As shown in Figure 1, a kind of semiconductor devices 100 that one embodiment of the present of invention provides, comprising: semiconductor substrate
110, dielectric layer 120a, dielectric layer 120b, dielectric layer 120c, gate metal layer 130a, gate metal layer 130b, source electrode 140, leakage
Pole 150 and grid 160.
Wherein, dielectric layer 120a is set on semiconductor substrate 110.
Dielectric layer 120b is set on dielectric layer 120a, and is extended in the GH1 of gate contact hole to cover grid contact hole
The bottom of GH1, gate contact hole GH1 is through dielectric layer 120a and protrudes into inside semiconductor substrate 110.
Gate metal layer 130a is set on dielectric layer 120b, and is extended in the GH1 of gate contact hole and be located at grid with covering
The dielectric layer 120b of the pole bottom contact hole GH1.

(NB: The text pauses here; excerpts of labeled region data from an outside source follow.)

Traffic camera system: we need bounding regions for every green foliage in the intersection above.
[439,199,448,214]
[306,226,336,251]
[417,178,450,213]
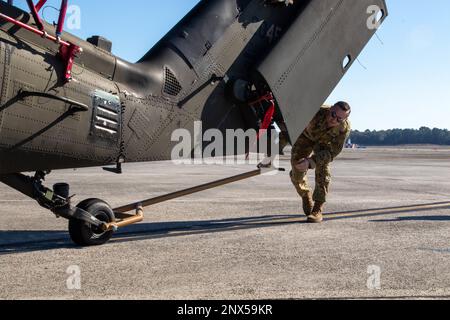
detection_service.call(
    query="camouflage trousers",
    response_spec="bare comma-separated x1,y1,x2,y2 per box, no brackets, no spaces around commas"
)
290,136,331,203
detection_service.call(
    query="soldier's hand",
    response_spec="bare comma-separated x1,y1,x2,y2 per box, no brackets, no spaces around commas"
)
295,159,309,172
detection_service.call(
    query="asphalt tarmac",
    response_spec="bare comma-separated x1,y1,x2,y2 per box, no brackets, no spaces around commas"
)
0,147,450,299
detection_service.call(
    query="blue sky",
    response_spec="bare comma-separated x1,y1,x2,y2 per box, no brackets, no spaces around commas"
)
15,0,450,130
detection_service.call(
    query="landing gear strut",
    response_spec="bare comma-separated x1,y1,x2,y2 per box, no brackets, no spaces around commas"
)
0,171,144,246
0,166,283,246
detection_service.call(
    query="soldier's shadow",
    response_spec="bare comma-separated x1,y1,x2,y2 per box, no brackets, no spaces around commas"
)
0,215,306,255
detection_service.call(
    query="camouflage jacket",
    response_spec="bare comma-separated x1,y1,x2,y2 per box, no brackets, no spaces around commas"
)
302,106,351,169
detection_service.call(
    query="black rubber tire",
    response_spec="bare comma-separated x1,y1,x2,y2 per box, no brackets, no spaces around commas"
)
69,199,115,247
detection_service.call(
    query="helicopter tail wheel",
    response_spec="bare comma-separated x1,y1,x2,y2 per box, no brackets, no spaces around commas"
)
69,199,115,246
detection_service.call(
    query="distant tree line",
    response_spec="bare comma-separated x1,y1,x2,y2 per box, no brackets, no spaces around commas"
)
350,127,450,146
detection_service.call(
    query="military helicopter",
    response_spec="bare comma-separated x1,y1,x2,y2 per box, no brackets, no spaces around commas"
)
0,0,388,246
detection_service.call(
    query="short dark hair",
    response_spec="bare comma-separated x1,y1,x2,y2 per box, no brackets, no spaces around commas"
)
335,101,352,113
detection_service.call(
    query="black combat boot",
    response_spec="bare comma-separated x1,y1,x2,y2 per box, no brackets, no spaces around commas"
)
308,202,325,223
302,192,314,217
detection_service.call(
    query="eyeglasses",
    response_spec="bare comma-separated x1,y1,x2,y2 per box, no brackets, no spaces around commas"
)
331,111,345,123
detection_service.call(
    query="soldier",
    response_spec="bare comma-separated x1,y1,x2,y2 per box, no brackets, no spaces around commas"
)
291,102,351,223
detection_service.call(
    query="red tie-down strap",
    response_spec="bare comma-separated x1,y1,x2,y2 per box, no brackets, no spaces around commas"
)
249,92,275,140
246,92,275,160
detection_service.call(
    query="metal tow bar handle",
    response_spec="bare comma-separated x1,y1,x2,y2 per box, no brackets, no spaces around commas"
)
103,203,144,231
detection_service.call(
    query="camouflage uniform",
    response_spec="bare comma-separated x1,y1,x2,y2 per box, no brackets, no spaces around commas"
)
291,106,351,203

Dielectric layer 120c is set on gate metal layer 130a, and is extended in the GH2 of gate contact hole and connect with covering grid
The bottom of contact hole GH2 is simultaneously connect with the dielectric layer 120b for being located at the gate contact hole bottom GH1, and gate contact hole GH2 is sequentially passed through
It gate metal layer 130a, dielectric layer 120b and dielectric layer 120a and protrudes into inside semiconductor substrate 110.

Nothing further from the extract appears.